WorksApplications/chiVe

Only A unit words

sorami opened this issue · 8 comments

Prepare "A unit word only" resource.

chiVe 1.1

Dictionary: SudachiDict ver.20191030

  1. Extract A unit words (normalized forms for chiVe 1.1) from the dictionary
  2. Select only those words from the original chiVe

Extract A unit words

(Core dictionary = "small_lex.csv" + "core_lex.csv")
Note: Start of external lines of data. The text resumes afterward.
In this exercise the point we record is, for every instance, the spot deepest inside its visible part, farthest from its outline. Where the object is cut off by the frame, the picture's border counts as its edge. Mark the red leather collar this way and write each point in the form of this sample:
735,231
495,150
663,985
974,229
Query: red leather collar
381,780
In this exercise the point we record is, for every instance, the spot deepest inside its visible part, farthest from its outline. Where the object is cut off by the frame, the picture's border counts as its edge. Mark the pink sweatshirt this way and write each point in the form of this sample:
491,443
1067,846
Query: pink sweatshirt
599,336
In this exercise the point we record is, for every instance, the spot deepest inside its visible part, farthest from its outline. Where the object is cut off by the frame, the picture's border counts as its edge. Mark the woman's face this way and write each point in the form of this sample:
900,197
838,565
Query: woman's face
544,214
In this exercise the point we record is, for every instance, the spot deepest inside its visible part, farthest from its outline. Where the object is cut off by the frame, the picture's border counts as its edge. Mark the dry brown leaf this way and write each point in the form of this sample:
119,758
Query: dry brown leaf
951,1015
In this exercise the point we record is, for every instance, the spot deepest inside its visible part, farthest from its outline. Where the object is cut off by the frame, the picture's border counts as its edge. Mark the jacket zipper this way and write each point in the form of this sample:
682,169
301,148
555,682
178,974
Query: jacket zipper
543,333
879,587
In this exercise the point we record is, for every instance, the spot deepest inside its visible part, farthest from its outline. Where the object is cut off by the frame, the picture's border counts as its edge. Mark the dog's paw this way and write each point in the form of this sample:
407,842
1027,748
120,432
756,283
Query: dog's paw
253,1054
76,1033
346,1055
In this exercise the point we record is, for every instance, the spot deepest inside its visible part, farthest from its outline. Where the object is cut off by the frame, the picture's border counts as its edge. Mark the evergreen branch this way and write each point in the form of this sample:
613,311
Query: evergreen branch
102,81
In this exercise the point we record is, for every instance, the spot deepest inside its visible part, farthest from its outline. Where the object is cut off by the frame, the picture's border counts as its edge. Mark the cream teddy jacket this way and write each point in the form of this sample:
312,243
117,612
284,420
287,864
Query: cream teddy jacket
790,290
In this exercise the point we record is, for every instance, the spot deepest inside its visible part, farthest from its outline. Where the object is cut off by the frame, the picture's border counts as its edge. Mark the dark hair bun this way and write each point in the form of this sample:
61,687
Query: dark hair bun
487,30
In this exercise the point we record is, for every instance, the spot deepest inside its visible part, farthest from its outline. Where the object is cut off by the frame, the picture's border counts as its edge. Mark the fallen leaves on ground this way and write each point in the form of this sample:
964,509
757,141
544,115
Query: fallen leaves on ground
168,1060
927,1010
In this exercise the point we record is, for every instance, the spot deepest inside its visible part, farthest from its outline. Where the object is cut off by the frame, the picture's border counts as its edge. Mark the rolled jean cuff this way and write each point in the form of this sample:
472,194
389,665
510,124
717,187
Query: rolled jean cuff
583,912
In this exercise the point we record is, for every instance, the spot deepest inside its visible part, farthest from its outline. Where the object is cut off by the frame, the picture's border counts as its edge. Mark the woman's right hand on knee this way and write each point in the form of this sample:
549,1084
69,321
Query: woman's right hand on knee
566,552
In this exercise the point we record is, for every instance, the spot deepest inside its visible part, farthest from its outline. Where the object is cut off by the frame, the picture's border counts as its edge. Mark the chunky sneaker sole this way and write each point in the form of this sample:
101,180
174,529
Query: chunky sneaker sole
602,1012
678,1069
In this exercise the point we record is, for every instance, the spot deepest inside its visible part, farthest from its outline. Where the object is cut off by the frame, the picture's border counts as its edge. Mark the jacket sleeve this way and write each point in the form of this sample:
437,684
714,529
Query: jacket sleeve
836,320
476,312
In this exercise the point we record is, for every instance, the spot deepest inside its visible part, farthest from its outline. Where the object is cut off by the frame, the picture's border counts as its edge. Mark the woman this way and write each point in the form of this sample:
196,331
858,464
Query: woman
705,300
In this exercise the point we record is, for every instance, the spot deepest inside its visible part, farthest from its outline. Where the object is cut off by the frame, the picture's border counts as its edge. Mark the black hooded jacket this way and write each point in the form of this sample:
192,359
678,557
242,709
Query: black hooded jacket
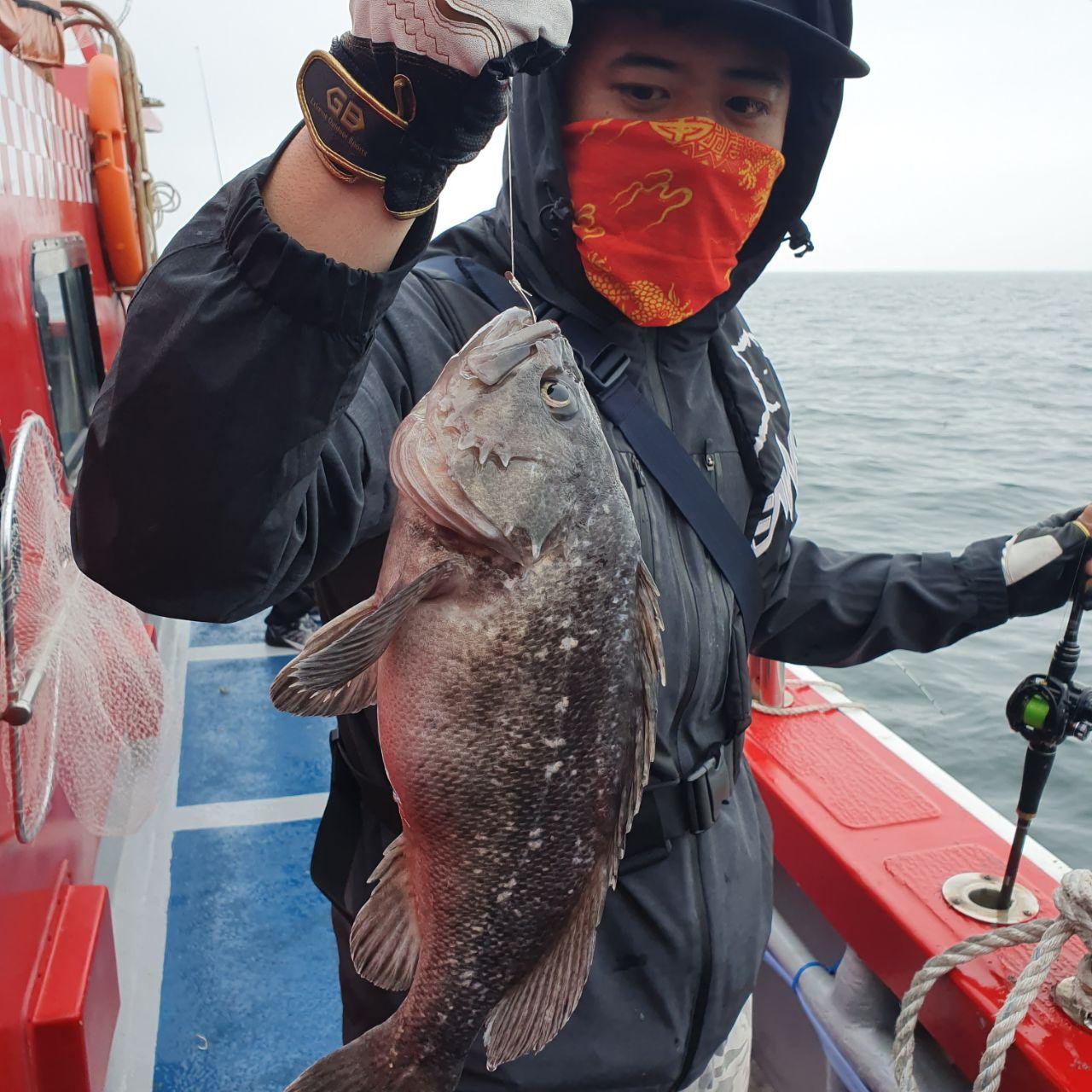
239,449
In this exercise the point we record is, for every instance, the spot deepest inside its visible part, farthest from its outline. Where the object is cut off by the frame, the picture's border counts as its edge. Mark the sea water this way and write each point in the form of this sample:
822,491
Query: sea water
932,410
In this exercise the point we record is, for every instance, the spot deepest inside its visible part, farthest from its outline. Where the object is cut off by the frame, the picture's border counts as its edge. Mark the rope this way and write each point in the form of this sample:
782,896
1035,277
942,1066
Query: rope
823,706
1073,900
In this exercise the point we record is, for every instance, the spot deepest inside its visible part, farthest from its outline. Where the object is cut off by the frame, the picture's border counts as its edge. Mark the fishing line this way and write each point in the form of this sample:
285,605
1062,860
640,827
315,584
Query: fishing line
510,274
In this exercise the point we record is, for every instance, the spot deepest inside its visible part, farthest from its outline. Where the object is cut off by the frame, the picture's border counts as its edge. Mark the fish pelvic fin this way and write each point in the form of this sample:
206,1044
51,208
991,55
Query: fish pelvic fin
385,942
538,1006
373,1064
652,675
335,671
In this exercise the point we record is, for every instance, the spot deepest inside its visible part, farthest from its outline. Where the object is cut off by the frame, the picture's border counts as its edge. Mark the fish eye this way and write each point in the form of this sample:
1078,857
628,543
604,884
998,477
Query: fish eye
560,398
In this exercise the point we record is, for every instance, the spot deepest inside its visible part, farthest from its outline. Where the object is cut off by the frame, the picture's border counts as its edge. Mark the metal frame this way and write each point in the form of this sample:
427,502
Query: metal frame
20,697
55,256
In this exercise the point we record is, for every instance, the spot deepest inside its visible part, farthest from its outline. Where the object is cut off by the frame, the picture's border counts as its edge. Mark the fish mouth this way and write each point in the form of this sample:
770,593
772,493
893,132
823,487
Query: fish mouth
418,467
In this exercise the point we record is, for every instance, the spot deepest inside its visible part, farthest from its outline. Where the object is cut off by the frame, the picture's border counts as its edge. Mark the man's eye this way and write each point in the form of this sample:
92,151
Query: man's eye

("Normalized Form" for chiVe 1.1)

import csv

a_words_normalized_form = set()

for fpath in ["SudachiDict/src/main/text/small_lex.csv", 
                     "SudachiDict/src/main/text/core_lex.csv"]:

    with open(fpath) as f:
        for row in csv.reader(f, quotechar=None):
            nf, unit = row[12], row[14]
            assert unit in ("A", "B", "C")
            if unit == "A":
                a_words_normalized_form.add(nf)

len(a_words_normalized_form) # 439729

Select A unit word vectors

for fpath_chive in Path("chiVe/").glob("*/chive-1.1-*.txt"):

    fname_out = fpath_chive.name.replace(".txt", "-a-unit-only.txt")
    with open(fpath_chive, "r") as fin, open(fname_out, "w") as fout:
        next(fin) # skip header
        for line in fin:
            word = line.split(" ")[0]
            if word in a_words_normalized_form:
                print(line, end="", file=fout)

Then, add the header line <#vocab> <#dimension> for each file.

@hiroshi-matsuda-rit

I have prepared the "A unit word only" chiVe.

I did make resources for all mc editions (the number of minimum appearance count in the training corpus), just in case.

Each file contains the vectors in text format.

  1. chive-1.1-mc5-20200318-a-unit-only.tar.gz (465MB)
  2. chive-1.1-mc15-20200318-a-unit-only.tar.gz (400MB)
  3. chive-1.1-mc30-20200318-a-unit-only.tar.gz (350MB)
  4. chive-1.1-mc90-20200318-a-unit-only.tar.gz (274MB)

Please have a look!

Word count

all A unit only
v1.1 mc5 3,196,481 322,094 (10.1%)
v1.1 mc15 1,452,205 276,866 (19.1%)
v1.1 mc30 910,424 242,658 (26.7%)
v1.1 mc90 480,443 189,775 (39.5%)

Note: This does NOT contain OOV.

(The original chiVe comprised of "A unit words", "B unit words", "C unit words", and a lot of "OOV words")

Thank you! @sorami
I'd like to use v1.1 mc90 a-unit-only for spaCy Japanese models.

Could you please add v1.1 mc90 a-unit-only to the list of released archived in README.md?

Sure